Condenser cooling water was cooled in three wood and three concrete cooling towers with a combined capacity of 2.47 million gallons per hour (3.12 m^{3}/s).

In 1960 internal combustion engines was installed at Grimsby power station with a capacity of 2.0 MW.

==Operations==
===Operating data 1921–23===
The operating data for the period 1921–23 was:

Grimsby power station operating data 1921–23
| Electricity Use | Units | Year |  |  |
| 1921 | 1922 | 1923 |
| Lighting and domestic use | MWh | 1,484 | 1,539 | 1,657 |
| Public lighting use | MWh | 283 | 292 | 321 |
| Traction | MWh | 638 | 553 | 597 |
| Power use | MWh | 1,634 | 2,888 | 4,772 |
| Total use | MWh | 4,039 | 5,273 | 7,347 |
Load and connected load
| Maximum load | kW | 2,327 | 2,914 | 3,330 |
| Total connections | kW | 8,702 | 10,818 | 10,268 |
| Load factor | Per cent | 25.4 | 28.4 | 34.9 |
Financial
| Revenue from sales of current | £ | – | 78,899 | 77,418 |
| Surplus of revenue over expenses | £ | – | 28,316 | 3,300 |

Under the terms of the Electricity (Supply) Act 1926 (16 & 17 Geo. 5 c. 51) the Central Electricity Board (CEB) was established in 1926. The CEB identified high efficiency ‘selected’ power stations that would supply electricity most effectively; Grimsby was able to improve its performance efficiency sufficiently to be designated a CEB selected station. The CEB also constructed the national grid (1927–33) to connect power stations within a region.

===Operating data 1946===
Grimsby power station operating data for 1946 is:

| Year | Load factor per cent | Max output load MW | Electricity supplied MWh | Thermal efficiency per cent |
|---|---|---|---|---|
| 1946 | 32.2 | 20,013 | 56,392 | 15.6 |

The British electricity supply industry was nationalised in 1948 under the provisions of the Electricity Act 1947 (10 & 11 Geo. 6 c. 54). The Grimsby electricity undertaking was abolished, ownership of Grimsby power station was vested in the British Electricity Authority, and subsequently the Central Electricity Authority and the Central Electricity Generating Board (CEGB). At the same time the electricity distribution and sales responsibilities of the Grimsby electricity undertaking were transferred to the Yorkshire Electricity Board (YEB).

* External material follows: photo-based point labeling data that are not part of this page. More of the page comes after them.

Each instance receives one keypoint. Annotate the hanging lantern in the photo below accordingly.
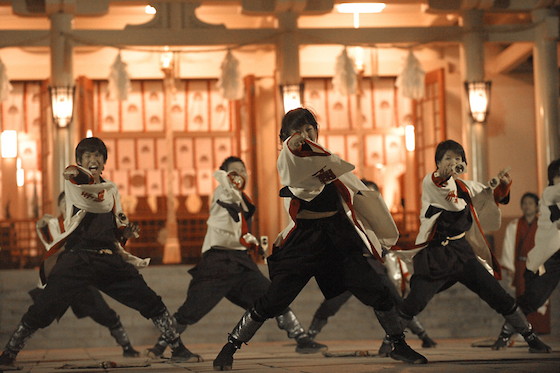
(62, 105)
(478, 95)
(345, 78)
(411, 79)
(119, 81)
(5, 86)
(292, 96)
(230, 83)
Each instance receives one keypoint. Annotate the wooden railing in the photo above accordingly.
(21, 248)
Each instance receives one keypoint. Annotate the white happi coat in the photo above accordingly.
(307, 172)
(547, 237)
(95, 198)
(485, 212)
(507, 260)
(223, 230)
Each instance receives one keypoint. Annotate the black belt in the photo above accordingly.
(95, 251)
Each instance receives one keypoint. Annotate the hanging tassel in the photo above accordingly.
(5, 86)
(119, 81)
(345, 78)
(411, 79)
(230, 83)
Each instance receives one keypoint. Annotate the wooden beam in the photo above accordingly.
(509, 58)
(220, 36)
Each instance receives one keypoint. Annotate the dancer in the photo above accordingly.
(331, 212)
(90, 252)
(451, 244)
(89, 303)
(226, 269)
(542, 272)
(394, 274)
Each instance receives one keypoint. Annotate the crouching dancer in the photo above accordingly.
(331, 229)
(90, 252)
(451, 243)
(89, 303)
(226, 270)
(542, 272)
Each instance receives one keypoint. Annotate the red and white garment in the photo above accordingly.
(223, 230)
(95, 198)
(547, 238)
(484, 209)
(306, 172)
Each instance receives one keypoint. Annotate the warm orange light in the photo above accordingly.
(150, 9)
(9, 144)
(409, 141)
(292, 95)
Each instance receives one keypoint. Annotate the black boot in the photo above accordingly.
(504, 338)
(403, 352)
(519, 322)
(15, 344)
(182, 354)
(167, 326)
(244, 330)
(121, 337)
(316, 326)
(393, 326)
(417, 328)
(386, 347)
(305, 344)
(157, 350)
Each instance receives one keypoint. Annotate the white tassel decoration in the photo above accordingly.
(230, 83)
(411, 79)
(5, 86)
(345, 78)
(119, 81)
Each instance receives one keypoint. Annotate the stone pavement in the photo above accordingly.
(451, 355)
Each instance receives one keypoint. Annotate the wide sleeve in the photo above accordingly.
(310, 168)
(508, 246)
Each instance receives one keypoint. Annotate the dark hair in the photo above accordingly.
(294, 119)
(60, 197)
(529, 195)
(447, 145)
(91, 144)
(229, 160)
(370, 184)
(553, 171)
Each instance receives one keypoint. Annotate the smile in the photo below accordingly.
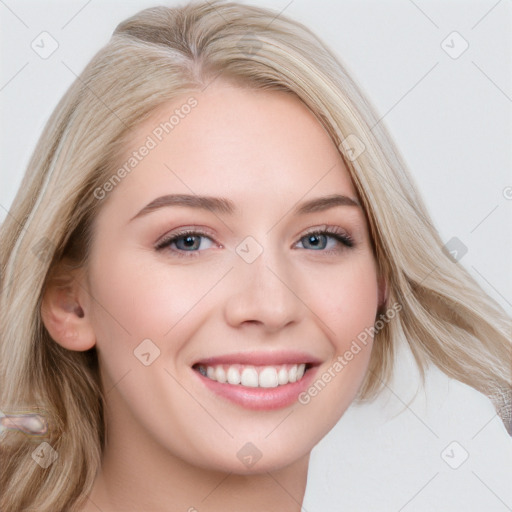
(253, 376)
(260, 381)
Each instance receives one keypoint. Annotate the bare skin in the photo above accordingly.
(172, 443)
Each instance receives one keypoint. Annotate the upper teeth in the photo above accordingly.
(254, 376)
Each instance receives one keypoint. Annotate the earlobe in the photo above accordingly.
(64, 317)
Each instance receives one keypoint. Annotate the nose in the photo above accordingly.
(263, 293)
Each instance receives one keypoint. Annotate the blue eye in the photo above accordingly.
(187, 241)
(319, 240)
(190, 243)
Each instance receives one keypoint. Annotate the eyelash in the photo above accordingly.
(331, 231)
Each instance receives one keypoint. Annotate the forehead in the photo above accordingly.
(247, 144)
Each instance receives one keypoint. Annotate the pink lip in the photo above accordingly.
(261, 399)
(262, 359)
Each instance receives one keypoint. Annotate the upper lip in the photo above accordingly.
(259, 358)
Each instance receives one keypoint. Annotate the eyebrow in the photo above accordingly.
(226, 206)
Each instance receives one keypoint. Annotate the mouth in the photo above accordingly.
(257, 381)
(254, 376)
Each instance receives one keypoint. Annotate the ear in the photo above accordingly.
(383, 293)
(63, 309)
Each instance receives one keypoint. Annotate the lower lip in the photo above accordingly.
(260, 399)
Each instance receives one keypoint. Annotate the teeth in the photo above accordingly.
(250, 376)
(220, 374)
(233, 375)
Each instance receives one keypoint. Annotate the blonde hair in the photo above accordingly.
(158, 55)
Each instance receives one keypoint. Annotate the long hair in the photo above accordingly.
(153, 57)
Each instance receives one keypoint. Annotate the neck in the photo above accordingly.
(146, 477)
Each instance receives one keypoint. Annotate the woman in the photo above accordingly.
(190, 333)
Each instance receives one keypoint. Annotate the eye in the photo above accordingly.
(185, 242)
(330, 238)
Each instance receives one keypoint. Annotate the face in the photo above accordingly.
(266, 283)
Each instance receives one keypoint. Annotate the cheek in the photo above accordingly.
(346, 299)
(135, 298)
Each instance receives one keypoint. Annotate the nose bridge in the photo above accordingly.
(262, 289)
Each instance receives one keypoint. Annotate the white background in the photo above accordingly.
(451, 119)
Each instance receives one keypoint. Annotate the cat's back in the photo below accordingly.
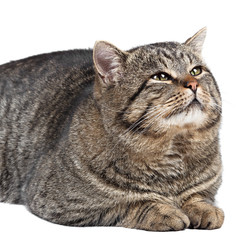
(38, 97)
(39, 69)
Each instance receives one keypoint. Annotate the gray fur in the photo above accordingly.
(90, 141)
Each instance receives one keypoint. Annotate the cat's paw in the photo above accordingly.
(203, 215)
(170, 219)
(160, 217)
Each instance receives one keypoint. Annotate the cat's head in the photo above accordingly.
(156, 87)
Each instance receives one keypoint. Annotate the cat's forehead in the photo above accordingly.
(169, 54)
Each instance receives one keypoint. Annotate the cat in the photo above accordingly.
(106, 137)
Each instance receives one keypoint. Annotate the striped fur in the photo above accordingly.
(96, 141)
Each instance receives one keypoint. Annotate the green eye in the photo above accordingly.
(161, 77)
(196, 71)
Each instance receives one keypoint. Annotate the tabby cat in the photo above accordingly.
(106, 137)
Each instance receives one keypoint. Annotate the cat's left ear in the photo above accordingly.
(108, 61)
(197, 40)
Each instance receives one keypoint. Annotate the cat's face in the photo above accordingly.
(157, 87)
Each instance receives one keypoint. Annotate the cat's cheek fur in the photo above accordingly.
(193, 118)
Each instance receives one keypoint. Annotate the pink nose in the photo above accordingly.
(192, 85)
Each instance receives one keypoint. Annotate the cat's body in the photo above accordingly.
(79, 147)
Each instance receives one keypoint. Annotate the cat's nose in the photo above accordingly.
(191, 83)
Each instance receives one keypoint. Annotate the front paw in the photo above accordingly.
(203, 215)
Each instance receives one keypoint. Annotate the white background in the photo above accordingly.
(33, 27)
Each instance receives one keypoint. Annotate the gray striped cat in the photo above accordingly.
(106, 137)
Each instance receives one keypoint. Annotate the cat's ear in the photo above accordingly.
(197, 40)
(108, 61)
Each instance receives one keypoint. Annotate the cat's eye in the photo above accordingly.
(196, 71)
(161, 77)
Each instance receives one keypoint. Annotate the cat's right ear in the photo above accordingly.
(108, 61)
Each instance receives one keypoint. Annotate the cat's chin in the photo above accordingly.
(193, 116)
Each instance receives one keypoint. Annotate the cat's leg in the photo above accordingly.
(203, 214)
(155, 217)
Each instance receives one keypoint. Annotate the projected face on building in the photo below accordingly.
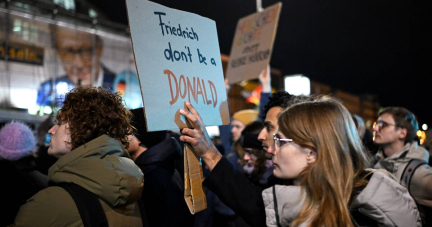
(80, 54)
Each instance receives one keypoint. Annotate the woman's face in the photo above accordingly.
(289, 159)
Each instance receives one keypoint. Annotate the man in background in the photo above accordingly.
(395, 133)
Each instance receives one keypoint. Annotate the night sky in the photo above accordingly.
(378, 47)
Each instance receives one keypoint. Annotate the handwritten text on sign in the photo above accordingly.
(178, 59)
(252, 44)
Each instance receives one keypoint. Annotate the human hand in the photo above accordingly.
(198, 138)
(265, 79)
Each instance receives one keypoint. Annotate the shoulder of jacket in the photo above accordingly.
(52, 206)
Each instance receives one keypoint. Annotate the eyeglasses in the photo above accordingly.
(382, 124)
(280, 142)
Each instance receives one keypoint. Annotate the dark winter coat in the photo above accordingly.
(162, 202)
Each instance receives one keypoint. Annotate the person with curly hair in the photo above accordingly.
(91, 140)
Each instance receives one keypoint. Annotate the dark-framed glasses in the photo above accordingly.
(280, 142)
(382, 124)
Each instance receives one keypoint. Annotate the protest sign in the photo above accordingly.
(252, 45)
(178, 59)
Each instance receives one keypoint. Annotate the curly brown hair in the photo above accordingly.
(92, 112)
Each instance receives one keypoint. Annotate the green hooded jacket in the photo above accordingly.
(99, 166)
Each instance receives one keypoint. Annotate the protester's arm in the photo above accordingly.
(231, 186)
(199, 139)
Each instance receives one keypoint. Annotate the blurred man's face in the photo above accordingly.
(76, 51)
(386, 132)
(270, 127)
(60, 140)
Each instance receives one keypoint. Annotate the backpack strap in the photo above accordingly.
(88, 204)
(409, 170)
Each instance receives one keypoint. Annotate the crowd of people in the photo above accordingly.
(295, 161)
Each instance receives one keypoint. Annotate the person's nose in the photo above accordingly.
(262, 135)
(53, 129)
(272, 149)
(376, 128)
(246, 157)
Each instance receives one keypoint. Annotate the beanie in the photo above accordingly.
(246, 116)
(16, 141)
(148, 139)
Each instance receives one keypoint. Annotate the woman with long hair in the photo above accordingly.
(318, 148)
(318, 151)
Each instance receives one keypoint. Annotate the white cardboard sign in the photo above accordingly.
(178, 59)
(253, 43)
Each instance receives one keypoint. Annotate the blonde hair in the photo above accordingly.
(325, 126)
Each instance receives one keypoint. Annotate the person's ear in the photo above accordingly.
(311, 156)
(402, 132)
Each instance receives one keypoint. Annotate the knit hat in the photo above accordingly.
(246, 116)
(148, 139)
(16, 141)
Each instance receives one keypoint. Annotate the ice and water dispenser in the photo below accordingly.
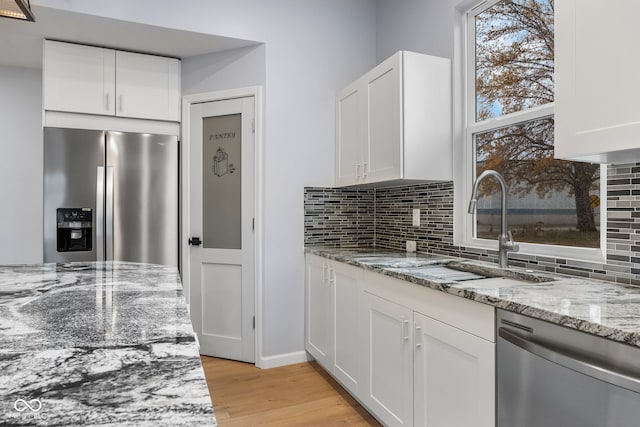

===Operating data 1954–67===
Operating data for the period 1954–67 was:

Grimsby power station (steam plant) operating data, 1954–67
| Year | Running hours or load factor (per cent) | Max output capacity MW | Electricity supplied GWh | Thermal efficiency per cent |
|---|---|---|---|---|
| 1954 | 8385 | 34 | 128.189 | 17.39 |
| 1955 | 6577 | 34 | 82.521 | 15.96 |
| 1956 | 6033 | 34 | 76.041 | 16.33 |
| 1957 | 5936 | 34 | 73.944 | 16.26 |
| 1958 | 6448 | 34 | 107.529 | 16.45 |
| 1961 | 33.8 % | 34 | 100.528 | 16.57 |
| 1962 | 41.5 % | 34 | 123.492 | 17.03 |
| 1963 | 43.11% | 34 | 128.386 | 16.40 |
| 1967 | 18.1 % | 35 | 53.878 | 15.39 |

The operating data for the internal combustion engines was:

| Year | Load factor per cent | Max output capacity MW | Electricity supplied GWh | Thermal efficiency per cent |
|---|---|---|---|---|
| 1961 | 16.0 | 2 | 0.608 | 29.72 |
| 1962 | 16.9 | 2 | 2.964 | 34.89 |
| 1963 | 18.47 | 2 | 3.236 | 33.54 |
| 1967 | 10.9 | 2 | 1.910 | 31.65 |

Grimsby was an electricity supply district, covering 350 square miles (906 km^{2}) of north Lincolnshire with a population of  171,000 in 1958. The number of consumers and electricity sold in the Grimsby district was:

| Year | 1956 | 1957 | 1958 |
| Number of consumers | 56,017 | 57,672 | 58,936 |
| Electricity sold MWh | 218,435 | 246,842 | 278,508 |

==Closure==
Grimsby power station was decommissioned in the late 1960s. The buildings were subsequently demolished and the area has been redeveloped with industrial and commercial units.